Without getting into Einstein's theories for a moment, time is something we measure, we never modify time in reality.
In particular, we measure the progression of causality. Say, you kick a ball, then the atoms in your foot push the atoms in the ball, the whole ball rapidly accelerates and then takes 0.6 seconds to hit a wall.
You can't just set the whole process to -1x speed and expect it to happen in reverse. That breaks causality. The ball would need to fly towards your foot without anything giving it a push.
With our time sliders, this may seem like a small difference, but it's just completely different from anything we've ever observed in the universe.
Now, about Einstein's theories, all of the above is still true. However, Einstein has discovered that travelling through time is possible, but only going forward in time, at a different speed than everything else.

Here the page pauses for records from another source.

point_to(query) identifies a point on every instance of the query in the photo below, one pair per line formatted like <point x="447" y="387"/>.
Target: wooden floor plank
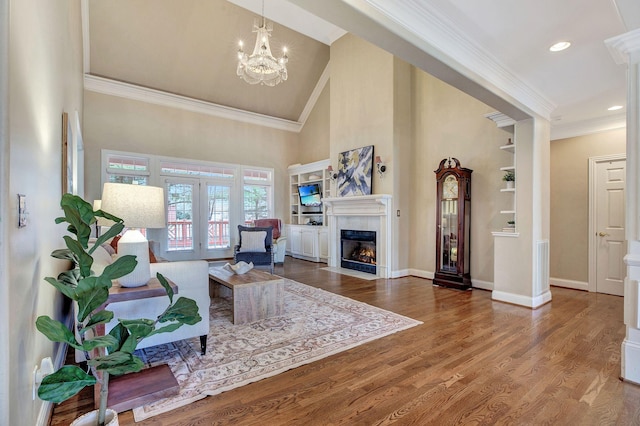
<point x="473" y="361"/>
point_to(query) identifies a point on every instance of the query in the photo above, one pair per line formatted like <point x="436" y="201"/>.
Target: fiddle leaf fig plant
<point x="113" y="353"/>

Basically, causality has a speed limit, which happens to be the speed of light. (We believe photons to be massless, so with our usual acceleration formula, any acceleration would make them go at literally infinite speed. They don't, which is why a speed limit for causality is assumed.)
Gravity and your own speed can influence this speed of causality for you, meaning at a lower speed of causality, things happen less quickly for you and you'd age more slowly.
So, theoretically¹, you can get into an extremely fast spaceship, spend 5 years-as-perceived-by-you in there and then land on an Earth that's in the year 3000.
That is a one-way trip, though, because going backwards is not a thing.
¹) In practice, you need to go at speeds for this, that are magnitudes higher than anything humanity has ever achieved.
I theorize it's more like a time-based Primary Directive. I bet Steven Hawkins' time traveler party is hard coded with an Access Denied in all hardware.